Now his successors find themselves in a similar bind — or maybe even worse.
The nation is anxiously searching for ways to feed itself. The economic collapse of recent years has left it unable to produce enough food on its own or import what it needs from abroad. Cities have been militarized under an emergency decree from Venezuelan President Nicolas Maduro, the man Chavez picked to carry on with his revolution before he died three years ago.
“If there is no food, there will be more riots,” said Raibelis Henriquez, 19, who waited all day for bread in Cumana, where at least 22 businesses were attacked in a single day last week.
However, while the riots and clashes punctuate the country with alarm, it is the hunger that remains the constant source of unease.
A staggering 87 percent of Venezuelans say they do not have money to buy enough food, the most recent assessment of living standards by Simon Bolivar University found.
About 72 percent of monthly wages are being spent just to buy food, according to the Center for Documentation and Social Analysis, a research group associated with the Venezuelan Teachers Federation. In April, it found that a family would need the equivalent of 16 minimum-wage salaries to properly feed itself.
Ask people in this city when they last ate a meal, and many will respond that it was not today.
Economists say years of economic mismanagement — worsened by low prices for oil, the nation’s main source of revenue — have shattered the food supply. Sugar fields in the country’s agricultural center lie fallow for lack of fertilizers. Unused machinery rots in shuttered state-owned factories. Staples like corn and rice, once exported, now must be imported and arrive in amounts that do not meet the need.
In response, Maduro has tightened his grip over the food supply. Using emergency decrees he signed this year, the president put most food distribution in the hands of a group of citizen brigades loyal to leftists, a measure critics say is reminiscent of food rationing in Cuba.
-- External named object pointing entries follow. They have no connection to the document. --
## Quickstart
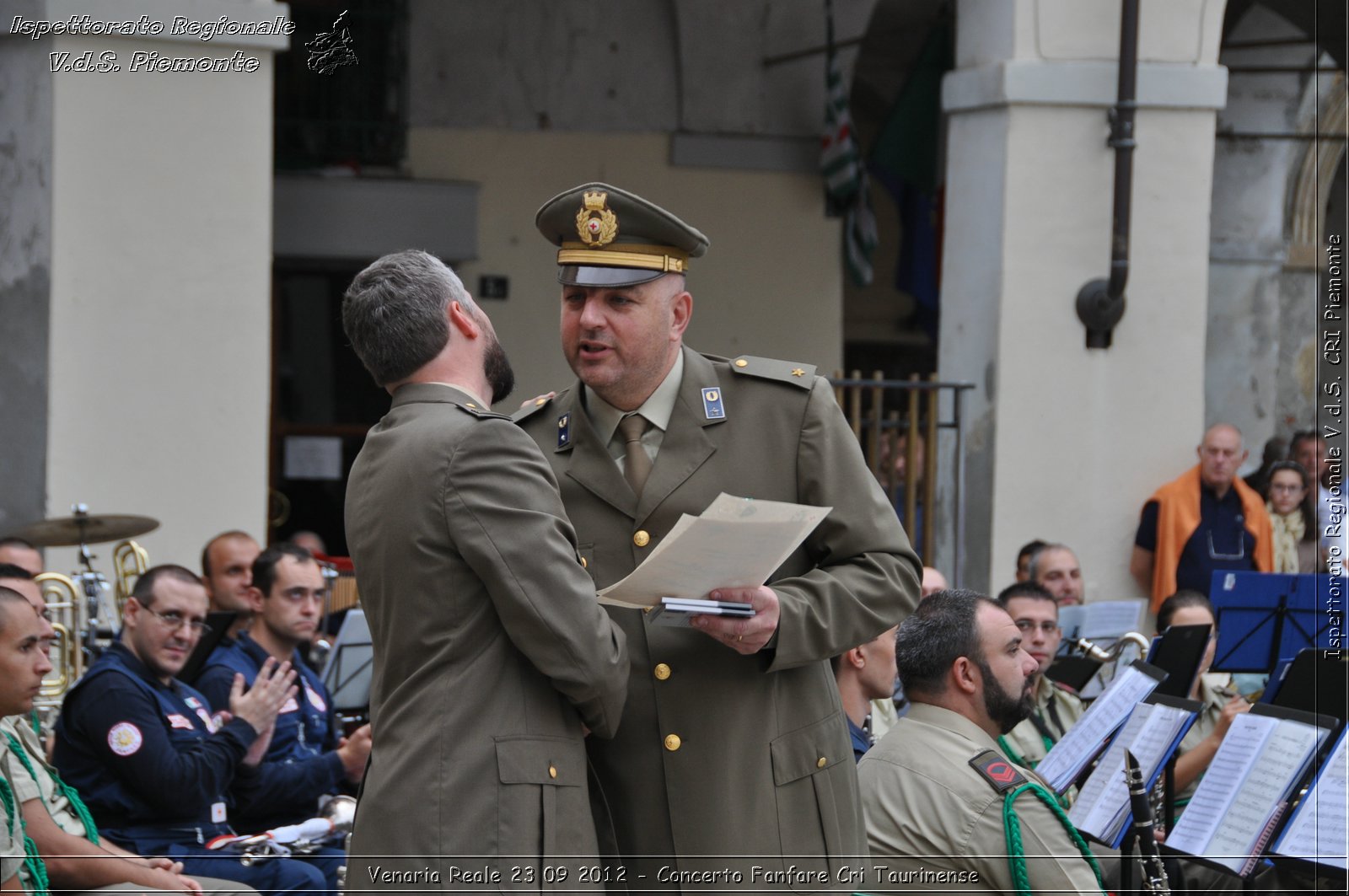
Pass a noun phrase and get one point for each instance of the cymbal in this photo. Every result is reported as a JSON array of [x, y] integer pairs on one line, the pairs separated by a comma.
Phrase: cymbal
[[85, 529]]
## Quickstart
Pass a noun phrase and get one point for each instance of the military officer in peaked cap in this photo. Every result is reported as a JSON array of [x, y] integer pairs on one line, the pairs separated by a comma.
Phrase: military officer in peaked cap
[[733, 752]]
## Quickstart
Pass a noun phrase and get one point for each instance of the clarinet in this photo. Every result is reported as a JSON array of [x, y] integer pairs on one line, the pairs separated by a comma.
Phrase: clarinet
[[1150, 857]]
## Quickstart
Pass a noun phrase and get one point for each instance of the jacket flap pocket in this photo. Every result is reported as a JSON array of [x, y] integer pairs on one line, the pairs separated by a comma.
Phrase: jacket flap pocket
[[809, 749], [541, 760]]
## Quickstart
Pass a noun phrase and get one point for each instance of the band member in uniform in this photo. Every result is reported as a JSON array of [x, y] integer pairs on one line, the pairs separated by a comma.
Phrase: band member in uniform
[[154, 767], [308, 757], [24, 663], [734, 738], [938, 791], [1036, 614], [492, 652]]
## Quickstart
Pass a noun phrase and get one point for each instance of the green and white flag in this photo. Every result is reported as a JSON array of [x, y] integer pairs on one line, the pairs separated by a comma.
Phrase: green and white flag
[[843, 170]]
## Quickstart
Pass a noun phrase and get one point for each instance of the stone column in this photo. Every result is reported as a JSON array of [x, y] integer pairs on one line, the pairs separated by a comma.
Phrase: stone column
[[139, 255], [1066, 443]]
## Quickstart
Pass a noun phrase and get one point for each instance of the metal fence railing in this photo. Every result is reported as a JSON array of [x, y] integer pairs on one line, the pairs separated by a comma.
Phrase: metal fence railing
[[904, 427]]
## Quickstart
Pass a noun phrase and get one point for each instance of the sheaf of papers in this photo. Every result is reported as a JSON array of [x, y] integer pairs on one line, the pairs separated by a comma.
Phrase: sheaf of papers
[[1319, 830], [734, 543], [1255, 768], [1066, 759]]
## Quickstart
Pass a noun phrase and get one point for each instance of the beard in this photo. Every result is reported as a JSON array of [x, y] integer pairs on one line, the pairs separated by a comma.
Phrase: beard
[[498, 372], [1002, 707]]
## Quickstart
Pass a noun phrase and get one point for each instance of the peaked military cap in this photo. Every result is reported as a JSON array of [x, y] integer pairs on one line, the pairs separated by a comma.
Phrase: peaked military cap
[[607, 236]]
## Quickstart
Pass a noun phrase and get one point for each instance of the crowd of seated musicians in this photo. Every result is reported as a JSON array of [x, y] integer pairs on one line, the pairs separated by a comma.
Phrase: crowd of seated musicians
[[153, 770], [146, 770]]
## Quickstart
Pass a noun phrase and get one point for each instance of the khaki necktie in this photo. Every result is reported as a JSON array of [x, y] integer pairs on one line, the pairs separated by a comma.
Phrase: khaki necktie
[[637, 464]]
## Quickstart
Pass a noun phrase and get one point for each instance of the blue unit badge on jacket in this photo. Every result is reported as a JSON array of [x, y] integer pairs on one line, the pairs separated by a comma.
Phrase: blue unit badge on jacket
[[712, 405]]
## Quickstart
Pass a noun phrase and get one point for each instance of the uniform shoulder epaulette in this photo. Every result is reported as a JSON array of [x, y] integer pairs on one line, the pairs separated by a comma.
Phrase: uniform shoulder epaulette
[[478, 410], [782, 372], [1000, 774], [530, 409]]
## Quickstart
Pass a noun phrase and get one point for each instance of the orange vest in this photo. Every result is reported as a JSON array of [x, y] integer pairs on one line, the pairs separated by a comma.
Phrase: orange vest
[[1178, 517]]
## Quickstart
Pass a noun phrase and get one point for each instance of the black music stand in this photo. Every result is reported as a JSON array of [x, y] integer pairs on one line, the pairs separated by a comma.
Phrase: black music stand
[[1266, 615], [219, 622], [350, 666], [1180, 652], [1314, 680]]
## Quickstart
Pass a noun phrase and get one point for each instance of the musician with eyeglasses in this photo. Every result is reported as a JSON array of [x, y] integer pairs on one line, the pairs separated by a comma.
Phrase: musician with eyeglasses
[[1205, 520], [154, 767], [309, 757], [1056, 707]]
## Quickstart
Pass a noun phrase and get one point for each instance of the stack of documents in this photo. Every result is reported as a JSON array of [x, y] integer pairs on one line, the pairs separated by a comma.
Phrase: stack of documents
[[1153, 733], [737, 543]]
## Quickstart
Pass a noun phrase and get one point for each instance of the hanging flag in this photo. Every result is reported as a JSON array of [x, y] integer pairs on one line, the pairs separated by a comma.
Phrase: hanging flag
[[906, 162], [841, 164]]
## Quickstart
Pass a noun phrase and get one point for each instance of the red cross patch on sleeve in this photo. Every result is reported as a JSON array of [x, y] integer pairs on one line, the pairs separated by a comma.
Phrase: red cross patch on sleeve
[[997, 770]]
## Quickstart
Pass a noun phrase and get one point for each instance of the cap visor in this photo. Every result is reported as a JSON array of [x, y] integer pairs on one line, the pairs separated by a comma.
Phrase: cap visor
[[604, 276]]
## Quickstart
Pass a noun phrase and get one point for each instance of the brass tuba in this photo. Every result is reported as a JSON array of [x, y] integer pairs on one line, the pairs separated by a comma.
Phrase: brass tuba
[[1106, 655], [64, 604], [128, 563]]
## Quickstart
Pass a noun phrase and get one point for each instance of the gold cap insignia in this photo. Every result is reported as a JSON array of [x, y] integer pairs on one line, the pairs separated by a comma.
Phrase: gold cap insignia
[[597, 224]]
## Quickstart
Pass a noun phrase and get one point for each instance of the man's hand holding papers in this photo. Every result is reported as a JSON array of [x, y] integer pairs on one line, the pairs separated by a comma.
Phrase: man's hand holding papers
[[725, 554], [744, 636]]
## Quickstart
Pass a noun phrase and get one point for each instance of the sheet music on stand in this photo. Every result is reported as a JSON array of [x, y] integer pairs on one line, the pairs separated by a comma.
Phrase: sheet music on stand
[[1319, 830], [1081, 743], [1153, 732], [1247, 787]]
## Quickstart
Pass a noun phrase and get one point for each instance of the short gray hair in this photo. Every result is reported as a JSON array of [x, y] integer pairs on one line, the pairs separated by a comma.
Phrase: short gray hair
[[942, 629], [395, 314]]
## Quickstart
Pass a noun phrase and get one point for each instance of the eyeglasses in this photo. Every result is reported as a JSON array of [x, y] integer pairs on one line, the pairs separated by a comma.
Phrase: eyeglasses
[[175, 621]]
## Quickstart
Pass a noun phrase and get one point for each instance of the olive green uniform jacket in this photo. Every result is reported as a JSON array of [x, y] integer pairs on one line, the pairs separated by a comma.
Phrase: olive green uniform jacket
[[722, 754], [490, 651], [928, 810], [1056, 709]]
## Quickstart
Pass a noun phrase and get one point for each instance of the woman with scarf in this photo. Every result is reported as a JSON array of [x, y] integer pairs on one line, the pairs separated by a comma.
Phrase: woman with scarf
[[1295, 547]]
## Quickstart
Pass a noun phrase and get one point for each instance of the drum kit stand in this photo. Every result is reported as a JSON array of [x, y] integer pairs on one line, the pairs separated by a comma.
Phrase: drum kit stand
[[85, 609]]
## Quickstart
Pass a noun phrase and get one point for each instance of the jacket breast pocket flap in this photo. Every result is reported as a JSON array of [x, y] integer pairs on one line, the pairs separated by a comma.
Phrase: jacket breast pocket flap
[[809, 749], [541, 760]]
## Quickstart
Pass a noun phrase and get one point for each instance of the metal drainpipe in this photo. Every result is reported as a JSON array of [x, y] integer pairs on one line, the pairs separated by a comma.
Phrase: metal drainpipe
[[1099, 303]]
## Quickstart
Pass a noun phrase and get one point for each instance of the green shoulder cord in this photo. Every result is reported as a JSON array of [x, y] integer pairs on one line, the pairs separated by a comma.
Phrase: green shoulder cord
[[1016, 850], [69, 792], [31, 860]]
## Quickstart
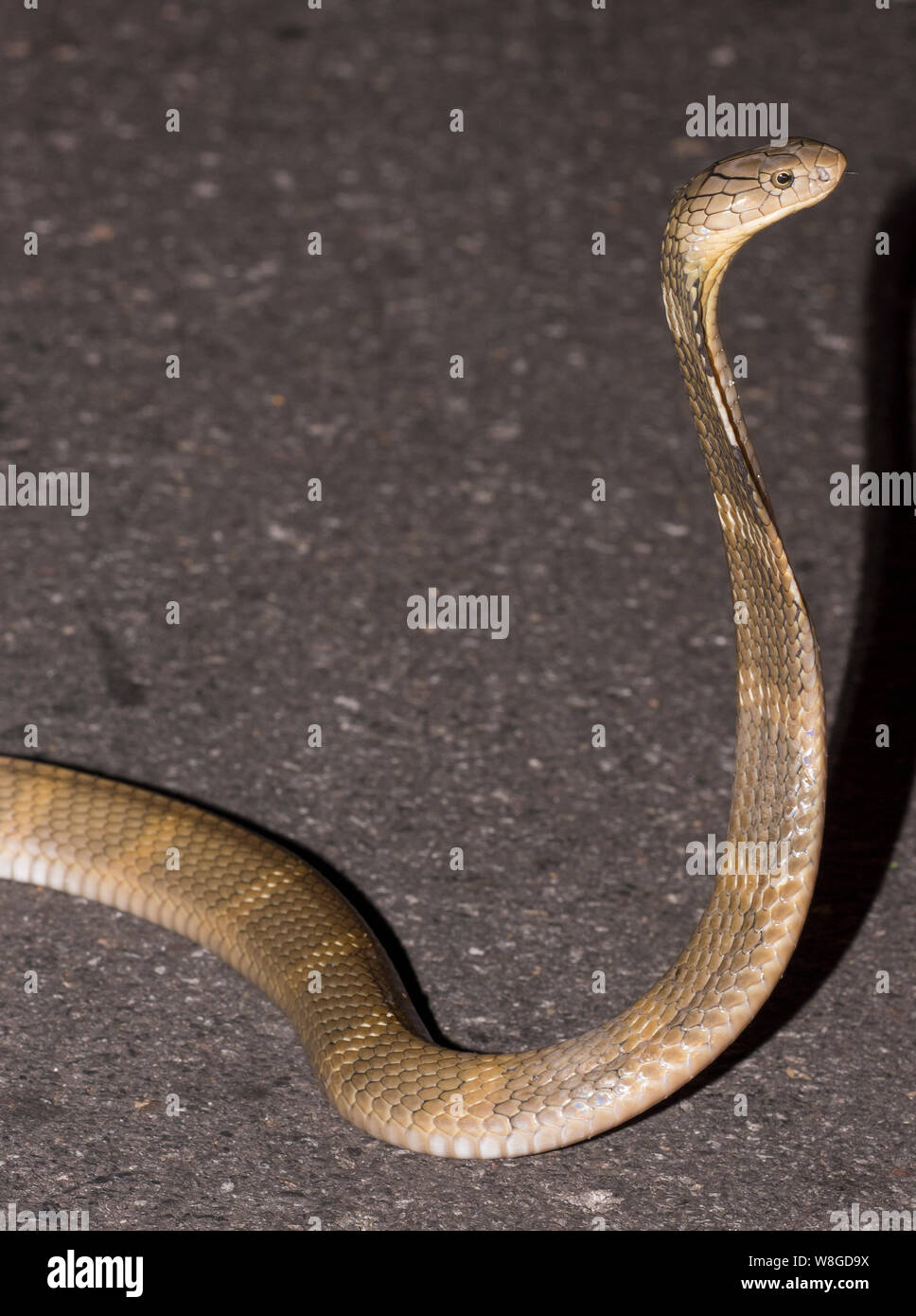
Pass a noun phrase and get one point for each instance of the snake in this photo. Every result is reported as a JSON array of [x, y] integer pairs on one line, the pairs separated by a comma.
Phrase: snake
[[279, 921]]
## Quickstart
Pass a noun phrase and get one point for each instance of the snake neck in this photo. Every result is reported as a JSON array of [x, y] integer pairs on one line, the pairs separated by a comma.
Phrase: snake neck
[[770, 614], [691, 284]]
“They’re saying, in other words, you get food if you’re my friend, if you’re my sympathizer,” said Roberto Briceno-Leon, director of human rights group Venezuelan Violence Observatory.
It was all a new reality for Gabriel Marquez, 24, who grew up in the boom years when Venezuela was rich and empty shelves were unimaginable.
He stood in front of the destroyed supermarket where the mob had arrived at Cumana, an endless expanse of smashed bottles, boxes and scattered shelves. A few people, including a policeman, were searching the wreckage for leftovers to take.
“During Carnival, we used to throw eggs at each other just to have some fun,” he said. “Now an egg is like gold.”
Down the coastal road in a small fishing town called Boca de Uchire, hundreds gathered on a bridge this month to protest because the food deliveries were not arriving. Residents demanded to meet the mayor, but when he did not come they sacked a Chinese bodega.
Residents hacked open the door with pickaxes and pillaged the shop, venting their anger at a global power that has lent billions of US dollars to prop up Venezuela in recent years.
“The Chinese won’t sell to us,” said a taxi driver who watched the crowd haul away all that was inside. “So we burn their stores instead.”
It has not always been clear what provokes the riots. Is it hunger alone? Or is it some larger anger that has built up in a country that has crumbled?
Ines Rodriguez was not sure. She remembered calling out to the crowd of people who had come to sack her restaurant on Tuesday night, offering them all the chicken and rice the restaurant had if they would only leave the furniture and cash register behind. They balked at the offer and simply pushed her aside, Rodriguez said.
“It is the meeting of hunger and crime now,” she said.
As she spoke, three trucks with armed patrols drove by, each emblazoned with photos of Chavez and Maduro.
The trucks were carrying food.
“Finally they come here,” Rodriguez said. “And look what it took to get them. It took this riot to get us something to eat.”